Hi All,
I think that this is the second memory leak that I mentioned below. It does not
have to do with the send-queue-full message, but only with simply configuring
more than one active host. For example, if you configure three hosts such as “{
host1, host2, host3 }”, then the following leak will happen --
LogHostList::preproc_and_try_delete(LogBuffer *lb)
{
…
ink_release_assert(lb->m_references == 0);
m_references starts as zero
nr_host = nr = count();
ink_atomic_increment(&lb->m_references, nr_host);
increments the m_references by 3 _not_ by 1
for (LogHost *host = first(); host && nr; host = next(host)) {
LogHost *lh = host;
available_host = lh;
do {
ink_atomic_increment(&lb->m_references, 1);
increments the m_references by 1 for each host tried
success = lh->preproc_and_try_delete(lb);
LogHost::preproc_and_try_delete() will consume 1 ref-count
need_orphan = need_orphan && (success == false);
} while (lb && (success == false) && (lh = lh->failover_link.next));
nr--;
}
…
if (lb != nullptr) {
LogBuffer::destroy(lb);
this only consumes 1 ref-count
}
return 0;
}
So since the ink_atomic_increment() and LogBuffer::destroy() are not balanced
this will produce a memory leak. In my test scenario, at the end of 100K
transactions, ATS had allocated 5961 and only freed 4348 LogBuffers. Proposed
fix is to change ink_atomic_increment(&lb->m_references, nr_host) to
ink_atomic_increment(&lb->m_references, 1) to balance things. Appreciate any
second opinions, and I opened a PR #4041 with both memory leaks.
Thanks,
Peter
-----Original Message-----
From: Chou, Peter
Sent: Thursday, July 26, 2018 1:42 PM
To: dev <[email protected]>
Subject: RE: Issue #2416 - Log Collation Memory Leak.
Leif,
1) No problem. It is a two line change so we can carry in our custom 7.1.x if
necessary.
2) Yeah this feature has issues. After fixing this memory leak, we realized
that there is ANOTHER leak if you over-run the log collation transfer capacity
triggering the "send-queue full" message.
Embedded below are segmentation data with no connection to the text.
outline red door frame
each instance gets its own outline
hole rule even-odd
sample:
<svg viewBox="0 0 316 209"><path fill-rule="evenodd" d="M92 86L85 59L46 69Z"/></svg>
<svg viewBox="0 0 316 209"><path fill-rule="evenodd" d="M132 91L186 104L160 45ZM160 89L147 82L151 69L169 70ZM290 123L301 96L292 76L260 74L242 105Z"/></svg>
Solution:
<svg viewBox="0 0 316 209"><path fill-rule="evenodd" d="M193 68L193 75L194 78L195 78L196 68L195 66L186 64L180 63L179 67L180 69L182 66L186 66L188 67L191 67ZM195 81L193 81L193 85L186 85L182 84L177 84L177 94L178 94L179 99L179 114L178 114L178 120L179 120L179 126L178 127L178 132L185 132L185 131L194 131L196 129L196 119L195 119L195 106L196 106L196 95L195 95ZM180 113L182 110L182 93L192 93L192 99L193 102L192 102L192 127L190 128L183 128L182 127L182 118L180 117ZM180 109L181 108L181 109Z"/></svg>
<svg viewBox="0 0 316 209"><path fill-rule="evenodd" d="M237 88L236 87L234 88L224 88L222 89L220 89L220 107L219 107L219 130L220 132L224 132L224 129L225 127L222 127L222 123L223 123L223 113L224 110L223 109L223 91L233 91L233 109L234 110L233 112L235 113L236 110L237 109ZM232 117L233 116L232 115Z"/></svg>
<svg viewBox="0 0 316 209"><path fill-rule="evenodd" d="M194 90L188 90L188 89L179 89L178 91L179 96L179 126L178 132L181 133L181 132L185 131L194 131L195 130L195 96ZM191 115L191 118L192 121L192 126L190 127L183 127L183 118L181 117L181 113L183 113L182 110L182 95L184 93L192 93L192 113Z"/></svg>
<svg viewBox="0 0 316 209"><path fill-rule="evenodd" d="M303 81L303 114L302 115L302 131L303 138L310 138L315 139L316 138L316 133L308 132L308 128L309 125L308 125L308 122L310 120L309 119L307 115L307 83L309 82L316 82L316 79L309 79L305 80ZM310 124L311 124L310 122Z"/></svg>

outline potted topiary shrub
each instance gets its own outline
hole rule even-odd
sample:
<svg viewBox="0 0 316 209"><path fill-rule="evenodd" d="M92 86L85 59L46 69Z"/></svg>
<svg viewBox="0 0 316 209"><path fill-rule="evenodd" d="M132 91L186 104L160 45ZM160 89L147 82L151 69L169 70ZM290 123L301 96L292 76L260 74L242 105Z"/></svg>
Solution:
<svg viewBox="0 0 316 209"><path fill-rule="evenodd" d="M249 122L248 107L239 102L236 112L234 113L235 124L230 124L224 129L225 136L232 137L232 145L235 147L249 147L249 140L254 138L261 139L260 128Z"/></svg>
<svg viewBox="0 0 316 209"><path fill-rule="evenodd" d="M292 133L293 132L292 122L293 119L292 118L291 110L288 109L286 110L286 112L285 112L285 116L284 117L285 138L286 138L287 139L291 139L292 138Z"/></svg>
Perhaps this can be mitigated by
increasing the send queue size (collation_max_send_buffers). This second issue
can be triggered by increased transaction rate and/or configuring multiple
active hosts, i.e., { host1, host2 } rather than active-standby { { host1 ,
host2 } }, to over-load the log sending capacity. I will take your proposal
back to discuss with my users.
Thanks,
Peter
-----Original Message-----
From: Leif Hedstrom [mailto:[email protected]]
Sent: Thursday, July 26, 2018 12:54 PM
To: dev <[email protected]>
Subject: Re: Issue #2416 - Log Collation Memory Leak.
> On Jul 26, 2018, at 3:14 AM, Chou, Peter <[email protected]> wrote:
>
> Hi All,
>
> After some additional study on how the ink_atomic_increment() and
> LogBuffer::destroy() work together in the LogFile::, LogHost::, and
> LogHostList::preproc_and_try_delete() functions, the following is probably a
> better patch to address this issue. Appreciate any second opinions on this
> before I open a PR.
Nice find.
However, I have two comments on this:
1) I’d really prefer not to respin the 7.1.x release over this. Most people
don’t use this (IMO broken) feature. I hope that’s ok.
2) I’d like to restart the discussions of removing this feature from v9.0.0
again (in fact, I kinda wish we could nuke its from 8.0.0, but a little late
for that).
For #2, I feel that there are a lot better tools out there, like Kafka, Elastic
Search (or Splunk for a commercial solution).
I’ll make a separate thread on asking for the deprecation and removal of this
feature :-)
Cheers,
— Leif